The tantalising occasional glimpses of tazettas in Provence on previous trips had prompted us to make a trip this February to see if we could see their distribution and perhaps identify them more accurately. James did a fair bit of internet research over the winter and decided to concentrate on the area around Marseille. French amateur botanists had posted some helpful photographs and sites in the south, but very few were of true tazettas. We knew and had seen N. dubius over a wide area around Montpellier, usually on quite stony dry ground, but we hoped to extend our knowledge of the larger tazettas on this trip.
When we set off from Yorkshire on 26 February the weather was grim, murky and cold. It was like driving through a grey tunnel. This continued all the way through France via Reims and Lyon where we had the addition of snow lying in the fields. At times, when you are driving on the autoroutes, there’s so little traffic you seem to have the world to yourself. We amused ourselves by spotting the buzzards and hawks that perched at regular intervals on the field posts. On the third day we were approaching Aix en Provence and finally saw the sun, pale and intermittent but welcome nonetheless.
It was still very cold and our searches on the following two days which took us via possible sites all the way down to Marseille and Cassis on the coast were fruitless. There were two conclusions that we came to. The first was that the winter had been cold and was still gripping the land, making it an unusually late spring. The second was that Marseille had grown enormously out from the coast and every bit of wild terrain seemed to have been built on. This building was ongoing and insidiously eating up any wild sites that remained.

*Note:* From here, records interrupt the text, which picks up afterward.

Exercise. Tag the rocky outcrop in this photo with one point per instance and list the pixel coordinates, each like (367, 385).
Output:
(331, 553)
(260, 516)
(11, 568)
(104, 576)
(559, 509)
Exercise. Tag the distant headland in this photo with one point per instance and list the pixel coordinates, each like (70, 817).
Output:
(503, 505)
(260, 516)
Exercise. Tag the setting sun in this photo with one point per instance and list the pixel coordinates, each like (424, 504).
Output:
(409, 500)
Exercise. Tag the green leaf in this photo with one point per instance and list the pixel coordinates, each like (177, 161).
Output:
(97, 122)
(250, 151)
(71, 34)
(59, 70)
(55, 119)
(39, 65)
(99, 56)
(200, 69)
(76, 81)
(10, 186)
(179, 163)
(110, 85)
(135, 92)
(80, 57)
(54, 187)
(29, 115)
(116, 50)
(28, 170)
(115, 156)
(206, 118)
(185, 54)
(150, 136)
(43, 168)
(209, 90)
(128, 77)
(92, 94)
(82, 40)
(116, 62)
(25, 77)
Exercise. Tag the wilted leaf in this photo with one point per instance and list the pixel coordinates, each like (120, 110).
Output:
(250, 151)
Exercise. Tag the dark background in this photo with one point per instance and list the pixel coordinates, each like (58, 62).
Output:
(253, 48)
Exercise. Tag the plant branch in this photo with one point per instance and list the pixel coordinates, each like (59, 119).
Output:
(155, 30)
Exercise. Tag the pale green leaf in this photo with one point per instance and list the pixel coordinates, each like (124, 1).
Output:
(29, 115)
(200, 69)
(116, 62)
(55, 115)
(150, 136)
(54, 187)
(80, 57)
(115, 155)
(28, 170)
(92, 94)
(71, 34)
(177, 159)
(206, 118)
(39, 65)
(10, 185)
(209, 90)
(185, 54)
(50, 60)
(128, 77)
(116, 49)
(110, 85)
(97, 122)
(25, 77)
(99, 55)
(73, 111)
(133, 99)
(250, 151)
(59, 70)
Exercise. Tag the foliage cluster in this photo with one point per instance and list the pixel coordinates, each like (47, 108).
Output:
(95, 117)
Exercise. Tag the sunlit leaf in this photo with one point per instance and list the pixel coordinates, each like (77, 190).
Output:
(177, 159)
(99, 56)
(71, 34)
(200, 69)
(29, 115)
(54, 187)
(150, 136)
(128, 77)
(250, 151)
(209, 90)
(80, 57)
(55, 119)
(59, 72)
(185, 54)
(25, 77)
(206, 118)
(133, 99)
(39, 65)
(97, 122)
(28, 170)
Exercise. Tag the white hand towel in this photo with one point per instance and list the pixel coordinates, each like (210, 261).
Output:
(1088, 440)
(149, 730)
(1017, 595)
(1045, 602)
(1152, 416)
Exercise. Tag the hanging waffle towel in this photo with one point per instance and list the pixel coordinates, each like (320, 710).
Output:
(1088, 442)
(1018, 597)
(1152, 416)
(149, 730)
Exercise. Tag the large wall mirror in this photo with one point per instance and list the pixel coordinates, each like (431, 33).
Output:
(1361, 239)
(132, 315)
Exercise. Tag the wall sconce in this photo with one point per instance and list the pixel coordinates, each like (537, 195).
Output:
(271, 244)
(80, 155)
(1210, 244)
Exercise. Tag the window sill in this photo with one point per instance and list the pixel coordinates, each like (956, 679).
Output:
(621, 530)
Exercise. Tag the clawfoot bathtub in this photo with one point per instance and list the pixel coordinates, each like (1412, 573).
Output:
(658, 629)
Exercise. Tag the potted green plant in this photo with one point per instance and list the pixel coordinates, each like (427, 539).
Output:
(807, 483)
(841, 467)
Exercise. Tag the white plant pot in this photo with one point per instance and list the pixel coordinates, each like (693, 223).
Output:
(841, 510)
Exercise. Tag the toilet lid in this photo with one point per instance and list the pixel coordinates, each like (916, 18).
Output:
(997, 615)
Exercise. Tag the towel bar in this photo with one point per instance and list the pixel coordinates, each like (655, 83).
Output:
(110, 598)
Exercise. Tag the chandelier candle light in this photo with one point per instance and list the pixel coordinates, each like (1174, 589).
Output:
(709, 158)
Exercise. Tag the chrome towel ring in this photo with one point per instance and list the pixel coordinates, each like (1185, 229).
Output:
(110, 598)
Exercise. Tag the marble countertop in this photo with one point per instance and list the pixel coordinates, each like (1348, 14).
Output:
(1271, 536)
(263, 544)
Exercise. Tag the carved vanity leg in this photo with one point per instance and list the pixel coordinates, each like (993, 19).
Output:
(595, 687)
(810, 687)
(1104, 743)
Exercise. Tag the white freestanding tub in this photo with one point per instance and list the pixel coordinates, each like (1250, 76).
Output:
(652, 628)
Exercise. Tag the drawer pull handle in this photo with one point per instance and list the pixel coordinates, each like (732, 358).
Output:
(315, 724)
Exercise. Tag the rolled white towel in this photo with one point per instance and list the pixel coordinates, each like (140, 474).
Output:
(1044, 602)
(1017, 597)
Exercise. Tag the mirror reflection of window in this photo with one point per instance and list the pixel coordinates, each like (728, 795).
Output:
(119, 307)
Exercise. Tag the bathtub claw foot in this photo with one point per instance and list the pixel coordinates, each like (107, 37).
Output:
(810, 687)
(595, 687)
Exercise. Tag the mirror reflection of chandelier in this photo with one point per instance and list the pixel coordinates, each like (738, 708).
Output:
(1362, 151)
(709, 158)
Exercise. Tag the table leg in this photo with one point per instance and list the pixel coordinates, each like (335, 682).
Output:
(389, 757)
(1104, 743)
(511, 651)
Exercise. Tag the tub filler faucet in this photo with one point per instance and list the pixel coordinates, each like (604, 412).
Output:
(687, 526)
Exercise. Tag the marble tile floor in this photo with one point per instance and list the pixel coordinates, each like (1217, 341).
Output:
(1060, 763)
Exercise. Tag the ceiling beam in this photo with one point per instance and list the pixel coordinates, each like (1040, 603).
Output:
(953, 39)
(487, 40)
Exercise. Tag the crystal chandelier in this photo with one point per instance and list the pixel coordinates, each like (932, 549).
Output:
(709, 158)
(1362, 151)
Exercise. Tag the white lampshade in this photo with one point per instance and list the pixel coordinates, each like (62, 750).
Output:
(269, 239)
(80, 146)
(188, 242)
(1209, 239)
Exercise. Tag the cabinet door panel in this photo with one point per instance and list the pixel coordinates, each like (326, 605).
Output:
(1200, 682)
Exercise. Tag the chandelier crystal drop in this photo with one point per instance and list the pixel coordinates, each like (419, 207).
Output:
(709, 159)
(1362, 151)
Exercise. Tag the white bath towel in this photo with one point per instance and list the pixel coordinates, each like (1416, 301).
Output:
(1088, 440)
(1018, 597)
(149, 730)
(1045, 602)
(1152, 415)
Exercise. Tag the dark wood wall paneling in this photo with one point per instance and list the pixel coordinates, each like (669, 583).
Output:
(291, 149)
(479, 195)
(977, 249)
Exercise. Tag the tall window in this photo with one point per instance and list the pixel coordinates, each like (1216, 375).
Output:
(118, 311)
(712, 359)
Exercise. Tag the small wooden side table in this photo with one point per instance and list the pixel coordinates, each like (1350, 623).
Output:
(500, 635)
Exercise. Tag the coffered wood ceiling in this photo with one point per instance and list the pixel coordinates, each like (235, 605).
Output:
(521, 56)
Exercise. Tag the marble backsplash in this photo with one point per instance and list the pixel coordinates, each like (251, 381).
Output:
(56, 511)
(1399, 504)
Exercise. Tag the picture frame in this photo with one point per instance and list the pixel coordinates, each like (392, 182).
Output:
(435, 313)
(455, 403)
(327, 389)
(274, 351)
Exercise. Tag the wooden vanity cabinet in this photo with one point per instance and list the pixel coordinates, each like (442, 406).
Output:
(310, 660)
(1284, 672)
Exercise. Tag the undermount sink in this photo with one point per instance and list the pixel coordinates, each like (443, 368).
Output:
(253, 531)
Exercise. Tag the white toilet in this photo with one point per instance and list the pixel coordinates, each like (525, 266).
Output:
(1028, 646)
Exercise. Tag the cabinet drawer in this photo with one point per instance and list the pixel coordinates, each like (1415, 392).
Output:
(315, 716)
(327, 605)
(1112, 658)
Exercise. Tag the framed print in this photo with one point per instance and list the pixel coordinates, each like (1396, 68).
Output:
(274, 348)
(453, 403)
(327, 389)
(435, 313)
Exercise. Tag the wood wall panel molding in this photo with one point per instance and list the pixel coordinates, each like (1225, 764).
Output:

We decided to move north and west, to the Cevennes area, where we had seen tazettas before, and switched our base to Ales. By this time we had realised that James had had his jacket and camera stolen, probably from the car en route, having checked with the various hotels we had stayed in. So when we eventually found N. dubius and N. assoanus, the N. dubius in unusual profusion, the N. assoanus just stating to come into flower, we couldn’t photograph them. I picked the one N. assoanus that was open and was immediately reminded of its main characteristic, apart from its perfect form, that I had remarked on when we saw them previously in 2007. At the other side of the road are the vines of the Pic de Loup and James had photographed the vines and the flowers, which on that occasion, two weeks later in time, were all flowering. My comment at the time was that it was a pity that they couldn’t smell the gale of perfume that was swirling up from them. I still wonder about the significance of this strong pleasant scent. Most N. assoanus I have sniffed at have a quite light and not very pleasant smell. By the way, if you see any of the red Pic de Loup wine, buy it, its wonderful, and 15% strength. Just to make us feel worse, when we found the field nearby where we had seen what we thought might be N. patulus growing everywhere, there was not even a leaf to be seen. This was very much a case of “right place, wrong time” so we decided our tazetta search would have to be another year and a warmer season.
Above left (click on picture to see the flowers) N. assoanus growing opposite Pic de Loup, above right with vines in the foreground.
N. assoanus was previously named N juncifolius and in 2007 we were fortunate to be able to view Requien’s preserved botanical specimens from April 1843 at Avignon (see above).
France has much more to offer than narcisses sauvages, and we explored the amazing Millau bridge, tallest in the world flung across the gorge of the Tarn, the Cirque de Navacelles, an equally astonishing geological wonder created by a river which caused the ground to sink. (photograph left taken with Wendy’s phone)
Home via the Beaujolais region and its lovely wines, and three days in Arras and its beaus arts exhibitions consoled us somewhat for the lack of flowers. As we left France on Sunday 10 March the weather was deteriorating and by Monday northern France had been closed by blizzards of snow, even the high speed Eurostar train service was cancelled. So, a truly awful spring. As I write this on 20 March we are still in the grip of winter, snow falling and worrying about our show daffodils, the early show in London is six days away. Global warming seems rather fanciful at this point.